Citizens’ Voice reports that CHP plants in the state who usually burn coal waste are feeling the effects of the decline in coal, being unable to sell the electricity it generates and stay economically afloat.
The Anthracite Region Independent Power Producers Association, a trade association representing Pennsylvania’s 14 generating plants, urged members of the Senate Environmental Resources and Energy Committee who held a public hearing in Jim Thorpe on Tuesday morning to preserve a recently-adopted tax credit measure that is set to increase from $7.5 million to $10 million per year in 2017 — and to explore other opportunities for economic support and regulatory relief that would help to keep the plants operating.
Matt Cochran, asset manager for Olympus Power, which owns and operates Panther Creek, said the tax credit will allow Panther Creek and other cogeneration plants to bring in coal waste fuel from further away and still make money.
“It allows us to reduce the cost of the waste coal for processing on-site,” Cochran said. “It helps us to reduce our overall operating expenses. It’s been monumental for us.”
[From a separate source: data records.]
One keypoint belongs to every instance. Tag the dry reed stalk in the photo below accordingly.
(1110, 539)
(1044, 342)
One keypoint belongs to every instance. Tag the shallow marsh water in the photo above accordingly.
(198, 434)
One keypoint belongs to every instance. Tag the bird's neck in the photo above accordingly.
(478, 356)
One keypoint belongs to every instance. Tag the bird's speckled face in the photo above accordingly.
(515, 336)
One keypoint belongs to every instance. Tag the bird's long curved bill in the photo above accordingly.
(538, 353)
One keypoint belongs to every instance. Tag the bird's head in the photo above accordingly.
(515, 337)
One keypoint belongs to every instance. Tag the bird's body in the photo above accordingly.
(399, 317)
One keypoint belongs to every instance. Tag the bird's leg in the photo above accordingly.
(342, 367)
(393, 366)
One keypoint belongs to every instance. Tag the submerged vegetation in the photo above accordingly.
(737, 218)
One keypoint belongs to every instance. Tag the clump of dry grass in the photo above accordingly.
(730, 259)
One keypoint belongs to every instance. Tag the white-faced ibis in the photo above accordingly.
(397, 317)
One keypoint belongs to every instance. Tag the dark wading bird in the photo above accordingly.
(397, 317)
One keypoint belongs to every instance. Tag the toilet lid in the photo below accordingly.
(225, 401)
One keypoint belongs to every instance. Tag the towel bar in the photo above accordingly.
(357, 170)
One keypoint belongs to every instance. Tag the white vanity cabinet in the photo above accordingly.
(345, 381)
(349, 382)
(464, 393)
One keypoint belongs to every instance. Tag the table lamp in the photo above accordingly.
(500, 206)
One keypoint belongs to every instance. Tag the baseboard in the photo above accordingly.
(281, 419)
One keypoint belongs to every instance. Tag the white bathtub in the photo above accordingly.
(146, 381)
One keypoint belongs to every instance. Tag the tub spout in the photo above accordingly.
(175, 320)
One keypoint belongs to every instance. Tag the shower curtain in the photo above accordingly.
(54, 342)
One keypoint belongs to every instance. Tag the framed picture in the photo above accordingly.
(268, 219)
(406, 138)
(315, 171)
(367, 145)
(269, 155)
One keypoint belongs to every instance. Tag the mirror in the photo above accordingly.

George Ellis, ARIPPA’s executive director, said his organization conducted a study that showed there are many economic benefits to cogeneration.
“We are an economic engine,” Ellis said. “The study found that we benefited the state, from an environmental standpoint, $26 million a year over 20 years. We pay $20 million a year in taxes and fees. We generate annual economic benefits of $740 million.”
State Sen. John Yudichak D-14, Plymouth Township, said if the cogeneration industry went away, the task of reclaiming the remaining 300 million acres of scarred mine land will fall back on the people of Pennsylvania.
The cogeneration industry in Pennsylvania includes 800 direct and 4,400 indirect jobs.